I’m trying to use long term home assistant history to answer questions like these:
- How long was my heater on in the February 2022?
- What was the average outdoor temperature in February 2022?
- How did the indoor humidity change through the seasons in 2022?
These are just examples. I don’t have long term storage set up yet, so these aren’t going to be answerable for the past, but I want to ask them about data I’m collecting now.
Questions
Influxdb Question(s)
I have influxdb, with an autogen database that stores everything for 31d, like a lot of tutorials recommend.
I added retention policies for yearly and forever. I would like to store hourly data for a year and daily data forever (until the heat death of the universe, or I have to format my HA instance).
- It looks like I can’t do that very automatically. I found out how to add continuous queries for each unit type. I’ve been typing in things like this:
CREATE CONTINUOUS QUERY "cg_24h_hPa" ON "homeassistant" BEGIN SELECT mean(value) as value into "forever"."hPa" from "autogen"."hPa" group by time(24h), entity_id FILL(previous) END
CREATE CONTINUOUS QUERY "cg_1h_hPa" ON "homeassistant" BEGIN SELECT mean(value) as value into "year"."hPa" from "autogen"."hPa" group by time(1h), entity_id FILL(previous) END
It’s painful. Is there a better way to make everything be averaged and recorded like that?
- I got to the
state
database in influxdb. There are 450+ entities. There are boolean things, like heater on/off. There are strings, like weather data. There are integers and chars that don’t have units. Averaging these sometimes doesn’t make any sense. How can I store these things and have usable results long term?
Database Questions
-
Is influxdb the right choice?
-
Should I just give up and have the default retention policy collect everything forever? I don’t want to make it read GBs every time it makes an annual graph, so I think the separate retention policies make sense.
Statistics
In the hourly or daily statistics for things like booleans, it would be more useful to have the % of time it was on, and the duration of it being on, etc. For example, knowing that the heater was on for 20mins from 3-4pm is useful. Knowing it was on for 33% of the time in that hour is useful. Knowing that the heater was on for 18% of the day on Feb 21st and 25% on Feb 25th is very useful.

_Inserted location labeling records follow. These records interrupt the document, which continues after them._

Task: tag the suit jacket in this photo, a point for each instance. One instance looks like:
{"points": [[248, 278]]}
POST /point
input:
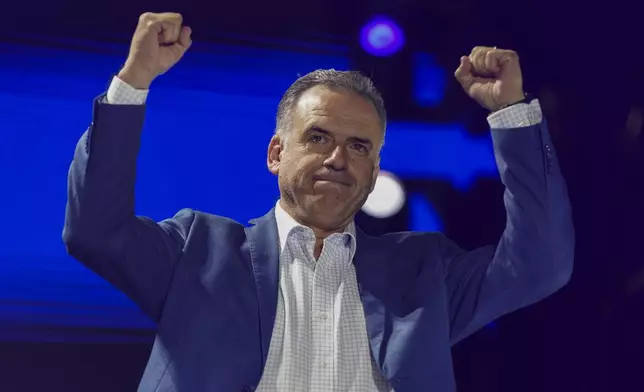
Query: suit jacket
{"points": [[211, 284]]}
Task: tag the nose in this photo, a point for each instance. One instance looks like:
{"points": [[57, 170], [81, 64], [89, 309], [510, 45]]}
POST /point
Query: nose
{"points": [[337, 160]]}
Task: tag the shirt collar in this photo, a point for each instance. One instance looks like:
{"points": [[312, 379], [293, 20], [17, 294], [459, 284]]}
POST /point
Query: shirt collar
{"points": [[286, 223]]}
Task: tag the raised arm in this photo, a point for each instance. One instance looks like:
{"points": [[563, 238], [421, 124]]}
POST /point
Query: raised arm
{"points": [[534, 256], [135, 254]]}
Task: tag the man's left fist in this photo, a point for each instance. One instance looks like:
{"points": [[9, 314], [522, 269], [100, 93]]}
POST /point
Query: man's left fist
{"points": [[492, 77]]}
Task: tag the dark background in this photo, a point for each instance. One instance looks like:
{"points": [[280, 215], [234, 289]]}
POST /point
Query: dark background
{"points": [[584, 61]]}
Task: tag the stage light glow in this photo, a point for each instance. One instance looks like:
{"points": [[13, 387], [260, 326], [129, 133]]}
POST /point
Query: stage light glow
{"points": [[382, 37], [387, 198]]}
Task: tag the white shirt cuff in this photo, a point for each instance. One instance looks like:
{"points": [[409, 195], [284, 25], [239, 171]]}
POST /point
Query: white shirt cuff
{"points": [[121, 93], [516, 116]]}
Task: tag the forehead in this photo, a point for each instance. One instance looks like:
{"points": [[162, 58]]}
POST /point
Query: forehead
{"points": [[336, 110]]}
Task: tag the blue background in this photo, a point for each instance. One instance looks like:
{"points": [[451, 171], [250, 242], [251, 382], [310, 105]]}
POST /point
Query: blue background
{"points": [[204, 147]]}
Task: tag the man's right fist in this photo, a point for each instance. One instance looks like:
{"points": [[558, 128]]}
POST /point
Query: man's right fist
{"points": [[158, 43]]}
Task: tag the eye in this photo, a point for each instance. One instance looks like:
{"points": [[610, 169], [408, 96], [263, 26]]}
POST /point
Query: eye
{"points": [[361, 148], [317, 139]]}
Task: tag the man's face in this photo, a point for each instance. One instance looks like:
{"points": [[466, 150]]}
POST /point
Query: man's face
{"points": [[328, 161]]}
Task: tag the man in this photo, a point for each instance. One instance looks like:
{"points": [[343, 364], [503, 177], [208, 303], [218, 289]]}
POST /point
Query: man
{"points": [[303, 300]]}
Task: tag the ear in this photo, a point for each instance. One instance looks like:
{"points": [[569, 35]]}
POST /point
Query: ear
{"points": [[274, 155]]}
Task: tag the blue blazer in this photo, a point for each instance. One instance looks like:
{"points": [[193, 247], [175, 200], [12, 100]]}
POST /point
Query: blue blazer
{"points": [[211, 284]]}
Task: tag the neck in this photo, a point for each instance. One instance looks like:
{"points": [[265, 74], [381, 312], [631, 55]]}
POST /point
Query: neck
{"points": [[320, 233]]}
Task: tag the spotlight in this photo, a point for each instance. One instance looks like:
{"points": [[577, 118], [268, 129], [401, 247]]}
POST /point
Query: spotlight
{"points": [[381, 37], [387, 198]]}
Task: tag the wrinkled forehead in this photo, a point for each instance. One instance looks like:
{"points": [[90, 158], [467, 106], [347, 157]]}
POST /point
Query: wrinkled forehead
{"points": [[336, 110]]}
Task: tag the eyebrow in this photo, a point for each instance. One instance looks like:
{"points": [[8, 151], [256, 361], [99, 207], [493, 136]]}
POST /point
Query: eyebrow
{"points": [[354, 139]]}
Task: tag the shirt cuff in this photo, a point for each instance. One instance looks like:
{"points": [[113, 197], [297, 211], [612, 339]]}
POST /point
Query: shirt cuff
{"points": [[121, 93], [516, 116]]}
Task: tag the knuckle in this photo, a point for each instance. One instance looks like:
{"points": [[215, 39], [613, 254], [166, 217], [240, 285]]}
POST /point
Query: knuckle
{"points": [[146, 17]]}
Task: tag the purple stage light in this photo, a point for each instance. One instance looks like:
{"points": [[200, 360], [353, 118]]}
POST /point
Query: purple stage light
{"points": [[381, 37]]}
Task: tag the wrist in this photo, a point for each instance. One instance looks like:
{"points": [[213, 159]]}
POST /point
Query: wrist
{"points": [[138, 80], [523, 98]]}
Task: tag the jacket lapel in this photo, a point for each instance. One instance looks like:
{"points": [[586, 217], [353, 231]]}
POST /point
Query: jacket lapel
{"points": [[368, 264], [264, 253]]}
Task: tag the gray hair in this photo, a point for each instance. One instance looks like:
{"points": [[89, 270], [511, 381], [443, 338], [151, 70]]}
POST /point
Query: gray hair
{"points": [[348, 80]]}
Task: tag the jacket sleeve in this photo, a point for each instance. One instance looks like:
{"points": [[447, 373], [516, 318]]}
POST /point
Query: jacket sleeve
{"points": [[135, 254], [534, 257]]}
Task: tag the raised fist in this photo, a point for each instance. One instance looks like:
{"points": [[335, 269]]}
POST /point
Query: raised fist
{"points": [[492, 77], [159, 41]]}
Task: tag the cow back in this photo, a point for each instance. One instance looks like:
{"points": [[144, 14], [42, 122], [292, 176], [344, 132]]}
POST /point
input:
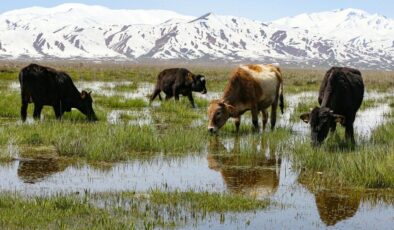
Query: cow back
{"points": [[342, 90]]}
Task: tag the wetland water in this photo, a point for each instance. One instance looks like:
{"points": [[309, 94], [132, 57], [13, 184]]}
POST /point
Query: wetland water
{"points": [[263, 172]]}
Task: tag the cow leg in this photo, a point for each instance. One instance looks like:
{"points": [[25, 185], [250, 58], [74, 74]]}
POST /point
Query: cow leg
{"points": [[237, 123], [255, 121], [168, 97], [265, 118], [154, 95], [273, 113], [24, 106], [333, 127], [58, 111], [190, 96], [349, 134], [176, 94], [37, 111]]}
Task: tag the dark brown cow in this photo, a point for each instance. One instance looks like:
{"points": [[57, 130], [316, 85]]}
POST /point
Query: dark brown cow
{"points": [[251, 87], [176, 81], [45, 86], [340, 96]]}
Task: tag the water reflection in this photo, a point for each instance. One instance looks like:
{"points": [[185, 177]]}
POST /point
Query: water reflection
{"points": [[337, 206], [36, 170], [250, 168]]}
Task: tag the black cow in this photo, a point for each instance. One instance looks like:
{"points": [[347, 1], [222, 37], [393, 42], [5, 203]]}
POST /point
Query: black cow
{"points": [[340, 96], [46, 86], [178, 81]]}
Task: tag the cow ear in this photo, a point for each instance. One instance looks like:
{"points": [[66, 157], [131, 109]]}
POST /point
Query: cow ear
{"points": [[305, 117], [189, 78], [231, 109], [339, 118], [83, 94]]}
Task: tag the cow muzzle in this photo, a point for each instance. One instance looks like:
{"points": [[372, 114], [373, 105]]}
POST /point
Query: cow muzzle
{"points": [[212, 130]]}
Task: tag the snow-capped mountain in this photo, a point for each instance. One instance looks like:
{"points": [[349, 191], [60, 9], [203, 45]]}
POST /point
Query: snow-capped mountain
{"points": [[341, 37]]}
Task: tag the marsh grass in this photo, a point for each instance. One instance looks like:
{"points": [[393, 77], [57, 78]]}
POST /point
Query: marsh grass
{"points": [[207, 202], [174, 130], [128, 210], [118, 102], [369, 165]]}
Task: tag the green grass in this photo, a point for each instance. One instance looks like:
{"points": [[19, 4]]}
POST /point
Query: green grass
{"points": [[369, 165], [120, 210], [207, 202], [118, 102]]}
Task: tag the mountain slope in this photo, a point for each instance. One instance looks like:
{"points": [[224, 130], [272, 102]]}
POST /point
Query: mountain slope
{"points": [[340, 37]]}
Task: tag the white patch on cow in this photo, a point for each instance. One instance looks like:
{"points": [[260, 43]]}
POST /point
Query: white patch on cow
{"points": [[267, 80]]}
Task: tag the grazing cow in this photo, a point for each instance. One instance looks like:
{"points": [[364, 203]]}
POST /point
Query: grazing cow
{"points": [[46, 86], [178, 81], [251, 87], [340, 96]]}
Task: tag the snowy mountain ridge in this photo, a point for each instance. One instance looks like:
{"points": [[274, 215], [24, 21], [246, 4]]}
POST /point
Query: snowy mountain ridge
{"points": [[74, 31]]}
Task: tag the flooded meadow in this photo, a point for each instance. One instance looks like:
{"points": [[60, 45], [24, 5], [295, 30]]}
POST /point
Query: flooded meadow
{"points": [[154, 165]]}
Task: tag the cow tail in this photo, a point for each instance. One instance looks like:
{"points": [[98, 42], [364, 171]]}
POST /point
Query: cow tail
{"points": [[281, 101], [280, 79], [23, 90]]}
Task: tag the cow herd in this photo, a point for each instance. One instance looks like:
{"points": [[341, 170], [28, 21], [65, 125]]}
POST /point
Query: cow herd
{"points": [[250, 87]]}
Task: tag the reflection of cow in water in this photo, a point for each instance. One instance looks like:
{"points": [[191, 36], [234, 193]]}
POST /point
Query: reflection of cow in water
{"points": [[334, 205], [255, 173], [33, 171]]}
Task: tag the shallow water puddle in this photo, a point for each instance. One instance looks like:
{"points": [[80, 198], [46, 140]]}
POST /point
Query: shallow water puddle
{"points": [[137, 117], [221, 169], [226, 166]]}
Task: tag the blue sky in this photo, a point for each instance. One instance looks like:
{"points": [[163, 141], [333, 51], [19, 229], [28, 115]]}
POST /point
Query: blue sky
{"points": [[254, 9]]}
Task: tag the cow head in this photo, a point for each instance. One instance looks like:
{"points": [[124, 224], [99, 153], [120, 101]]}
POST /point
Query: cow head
{"points": [[197, 83], [86, 106], [320, 120], [218, 113]]}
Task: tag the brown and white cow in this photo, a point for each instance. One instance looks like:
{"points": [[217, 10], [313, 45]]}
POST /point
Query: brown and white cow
{"points": [[251, 87]]}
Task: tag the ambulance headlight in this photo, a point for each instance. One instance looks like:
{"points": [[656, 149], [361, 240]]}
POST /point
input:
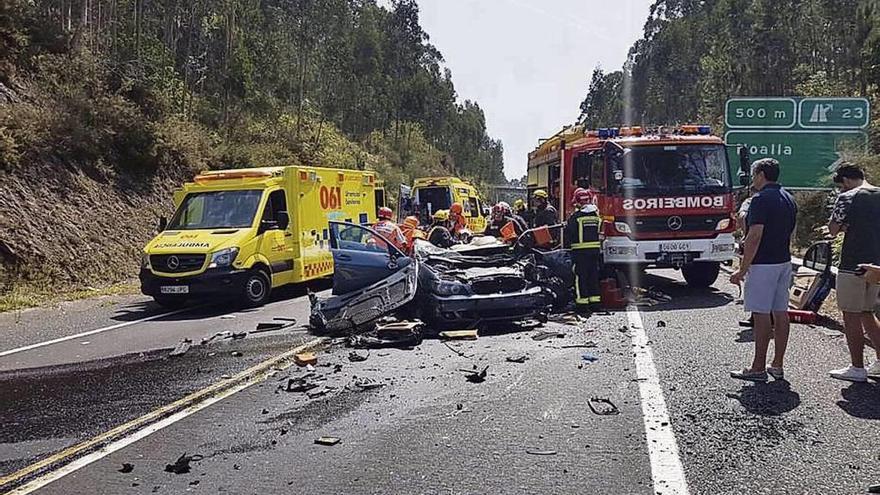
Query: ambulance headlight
{"points": [[723, 248], [723, 224], [622, 250], [622, 227], [223, 258]]}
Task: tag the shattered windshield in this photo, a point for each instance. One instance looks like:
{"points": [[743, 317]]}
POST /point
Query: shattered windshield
{"points": [[217, 210], [673, 168]]}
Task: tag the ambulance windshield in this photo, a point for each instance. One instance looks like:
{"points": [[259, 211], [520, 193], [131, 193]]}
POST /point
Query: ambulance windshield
{"points": [[699, 169], [217, 210]]}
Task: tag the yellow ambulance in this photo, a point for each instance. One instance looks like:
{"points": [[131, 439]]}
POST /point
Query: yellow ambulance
{"points": [[243, 232], [430, 194]]}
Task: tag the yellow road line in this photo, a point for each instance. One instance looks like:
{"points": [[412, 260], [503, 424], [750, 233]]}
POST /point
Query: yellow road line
{"points": [[255, 373]]}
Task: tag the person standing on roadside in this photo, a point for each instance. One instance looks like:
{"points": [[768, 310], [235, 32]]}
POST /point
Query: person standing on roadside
{"points": [[545, 213], [766, 268], [857, 213]]}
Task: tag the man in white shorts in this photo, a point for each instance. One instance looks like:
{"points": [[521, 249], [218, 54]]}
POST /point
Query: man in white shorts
{"points": [[766, 269], [856, 213]]}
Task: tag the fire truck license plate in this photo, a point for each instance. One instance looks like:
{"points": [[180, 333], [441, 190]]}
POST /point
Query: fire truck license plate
{"points": [[674, 247], [174, 289]]}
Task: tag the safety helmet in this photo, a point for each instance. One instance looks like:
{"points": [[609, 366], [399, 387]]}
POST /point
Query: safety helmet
{"points": [[411, 222], [582, 197]]}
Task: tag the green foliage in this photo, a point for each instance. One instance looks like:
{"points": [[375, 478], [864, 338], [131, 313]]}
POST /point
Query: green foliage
{"points": [[198, 84]]}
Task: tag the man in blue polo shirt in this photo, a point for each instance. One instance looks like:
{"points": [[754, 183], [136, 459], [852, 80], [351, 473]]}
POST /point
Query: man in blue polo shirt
{"points": [[766, 268]]}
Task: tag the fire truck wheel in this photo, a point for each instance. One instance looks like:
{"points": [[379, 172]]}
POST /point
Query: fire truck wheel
{"points": [[701, 275], [256, 288]]}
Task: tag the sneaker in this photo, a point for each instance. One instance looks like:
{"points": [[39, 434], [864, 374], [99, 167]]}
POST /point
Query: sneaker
{"points": [[874, 370], [776, 373], [851, 374], [747, 374]]}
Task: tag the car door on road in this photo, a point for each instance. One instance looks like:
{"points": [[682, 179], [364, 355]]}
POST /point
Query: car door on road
{"points": [[361, 257]]}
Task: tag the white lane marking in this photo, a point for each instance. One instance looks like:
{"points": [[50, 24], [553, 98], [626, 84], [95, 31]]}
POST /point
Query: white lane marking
{"points": [[124, 442], [666, 469], [92, 332]]}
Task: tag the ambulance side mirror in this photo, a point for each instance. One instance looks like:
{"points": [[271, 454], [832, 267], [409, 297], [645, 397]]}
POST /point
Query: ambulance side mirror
{"points": [[745, 166], [283, 219]]}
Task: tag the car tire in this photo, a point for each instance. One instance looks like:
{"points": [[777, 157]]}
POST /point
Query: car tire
{"points": [[256, 288], [170, 302], [701, 275]]}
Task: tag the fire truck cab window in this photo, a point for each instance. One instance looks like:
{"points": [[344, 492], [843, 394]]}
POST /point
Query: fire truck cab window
{"points": [[684, 168]]}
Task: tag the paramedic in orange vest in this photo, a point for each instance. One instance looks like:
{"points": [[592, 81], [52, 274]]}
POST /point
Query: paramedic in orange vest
{"points": [[582, 236], [389, 230]]}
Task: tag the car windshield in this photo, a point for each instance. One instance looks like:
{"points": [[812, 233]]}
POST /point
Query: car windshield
{"points": [[217, 209], [666, 169]]}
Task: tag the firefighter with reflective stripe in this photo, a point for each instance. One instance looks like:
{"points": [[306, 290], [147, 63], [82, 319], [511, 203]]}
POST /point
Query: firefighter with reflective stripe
{"points": [[389, 230], [545, 213], [439, 234], [582, 236]]}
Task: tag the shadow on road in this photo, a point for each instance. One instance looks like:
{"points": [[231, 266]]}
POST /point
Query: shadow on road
{"points": [[681, 295], [201, 310], [861, 400], [768, 399]]}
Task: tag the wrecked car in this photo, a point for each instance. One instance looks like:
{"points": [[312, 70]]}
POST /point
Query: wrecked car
{"points": [[444, 288]]}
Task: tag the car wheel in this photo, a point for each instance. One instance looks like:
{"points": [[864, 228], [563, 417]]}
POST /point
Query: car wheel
{"points": [[256, 289], [701, 275], [170, 302]]}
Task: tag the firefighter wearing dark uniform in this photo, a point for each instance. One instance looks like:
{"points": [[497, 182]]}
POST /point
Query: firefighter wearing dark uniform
{"points": [[582, 236]]}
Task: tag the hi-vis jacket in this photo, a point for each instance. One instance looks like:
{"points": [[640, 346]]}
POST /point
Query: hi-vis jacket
{"points": [[583, 228]]}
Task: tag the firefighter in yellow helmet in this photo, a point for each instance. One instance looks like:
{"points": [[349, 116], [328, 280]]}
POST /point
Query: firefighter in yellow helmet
{"points": [[545, 213], [439, 235], [582, 236]]}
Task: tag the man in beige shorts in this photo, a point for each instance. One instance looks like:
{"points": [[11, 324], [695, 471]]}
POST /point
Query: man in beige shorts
{"points": [[855, 214]]}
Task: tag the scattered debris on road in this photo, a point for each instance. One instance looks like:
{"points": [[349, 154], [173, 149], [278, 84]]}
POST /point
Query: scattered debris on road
{"points": [[459, 334], [589, 357], [181, 465], [328, 441], [546, 334], [475, 377], [367, 384], [541, 452], [181, 348], [305, 358], [354, 357], [606, 408]]}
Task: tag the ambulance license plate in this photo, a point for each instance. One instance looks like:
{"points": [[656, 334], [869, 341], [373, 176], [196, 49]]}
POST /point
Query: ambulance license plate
{"points": [[174, 289], [674, 247]]}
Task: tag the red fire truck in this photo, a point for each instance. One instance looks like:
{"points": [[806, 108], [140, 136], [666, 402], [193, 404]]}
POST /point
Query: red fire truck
{"points": [[665, 195]]}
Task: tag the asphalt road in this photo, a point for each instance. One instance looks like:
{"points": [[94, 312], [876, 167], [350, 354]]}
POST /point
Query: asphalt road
{"points": [[527, 428]]}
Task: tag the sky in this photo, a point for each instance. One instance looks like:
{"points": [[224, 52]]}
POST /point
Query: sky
{"points": [[528, 62]]}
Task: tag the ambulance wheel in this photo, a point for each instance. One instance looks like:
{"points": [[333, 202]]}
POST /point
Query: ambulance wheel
{"points": [[256, 288], [701, 275], [170, 302]]}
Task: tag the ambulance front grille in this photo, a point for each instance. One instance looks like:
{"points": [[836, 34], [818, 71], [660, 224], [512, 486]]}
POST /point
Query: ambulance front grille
{"points": [[177, 263]]}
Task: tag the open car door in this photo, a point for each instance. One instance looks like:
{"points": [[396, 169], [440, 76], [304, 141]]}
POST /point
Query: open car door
{"points": [[371, 278], [405, 206]]}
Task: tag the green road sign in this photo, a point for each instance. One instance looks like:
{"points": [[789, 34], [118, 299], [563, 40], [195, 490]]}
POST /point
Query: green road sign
{"points": [[834, 113], [805, 156], [761, 113]]}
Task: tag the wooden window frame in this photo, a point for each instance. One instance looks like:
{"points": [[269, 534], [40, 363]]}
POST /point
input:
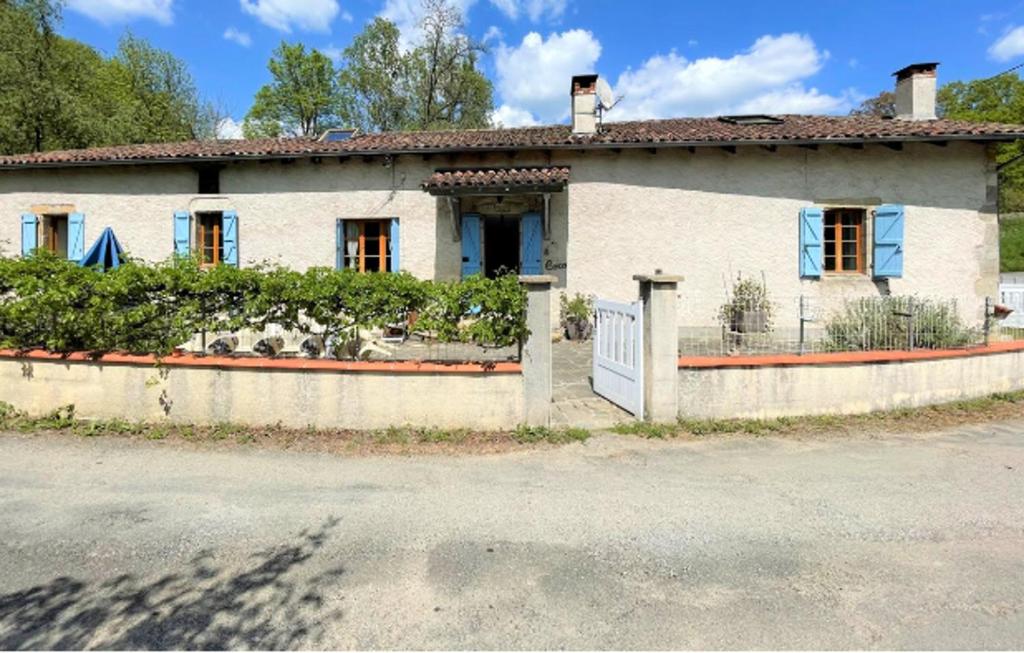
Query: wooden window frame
{"points": [[48, 237], [218, 243], [384, 232], [838, 213]]}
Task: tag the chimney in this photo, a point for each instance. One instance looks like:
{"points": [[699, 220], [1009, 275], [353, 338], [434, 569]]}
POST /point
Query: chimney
{"points": [[584, 95], [915, 91]]}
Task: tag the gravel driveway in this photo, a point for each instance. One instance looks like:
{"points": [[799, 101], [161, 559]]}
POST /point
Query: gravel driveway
{"points": [[893, 541]]}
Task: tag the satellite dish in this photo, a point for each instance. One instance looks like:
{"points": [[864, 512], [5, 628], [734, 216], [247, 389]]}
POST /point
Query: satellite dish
{"points": [[604, 95]]}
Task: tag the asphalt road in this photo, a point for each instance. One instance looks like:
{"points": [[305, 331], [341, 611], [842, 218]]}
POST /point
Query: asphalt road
{"points": [[899, 541]]}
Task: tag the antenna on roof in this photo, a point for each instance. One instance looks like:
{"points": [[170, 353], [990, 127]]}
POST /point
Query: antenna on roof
{"points": [[606, 99]]}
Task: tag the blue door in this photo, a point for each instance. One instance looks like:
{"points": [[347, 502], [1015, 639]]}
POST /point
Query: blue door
{"points": [[470, 245]]}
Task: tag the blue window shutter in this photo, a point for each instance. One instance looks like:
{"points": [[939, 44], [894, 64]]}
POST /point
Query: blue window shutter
{"points": [[393, 244], [888, 252], [181, 233], [30, 232], [811, 229], [339, 245], [470, 245], [531, 244], [229, 237], [76, 236]]}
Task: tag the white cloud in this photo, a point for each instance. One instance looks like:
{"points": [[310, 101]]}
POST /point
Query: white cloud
{"points": [[237, 36], [767, 78], [228, 129], [112, 11], [494, 33], [309, 15], [408, 14], [1010, 45], [506, 116], [535, 75], [535, 9]]}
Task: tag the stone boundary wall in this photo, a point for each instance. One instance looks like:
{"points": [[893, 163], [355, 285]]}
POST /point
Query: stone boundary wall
{"points": [[844, 383], [263, 391]]}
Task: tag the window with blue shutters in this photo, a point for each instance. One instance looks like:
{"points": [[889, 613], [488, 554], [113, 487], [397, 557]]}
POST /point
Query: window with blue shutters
{"points": [[531, 244], [844, 241], [30, 233], [229, 229], [76, 236], [182, 233], [367, 245], [811, 227], [888, 251]]}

- How do I get that kind of aggregated statistics into the history/database? Should I compute those things in homeassistant? Is there a way to do that with queries in influxdb? Is this a case for templates?
Old Entities
I’m also seeing a lot of old entities in the db. Stuff that is no longer used in home assistant. Devices that have been renamed, or taken offline, or whatever.
- Do you regularly reformat your HA instance to remove this kind of thing? I have a lot of work into configuring HA, but I would probably not mind moving everything from one instance to another, just to get rid of old stuff I don’t need anymore. Is there a better way?
Please answer anything you can. Sorry for the logjam of questions. I have been working on this, loading up on stuff, and I’m ready to ask for help, so there is a backlog of stuff.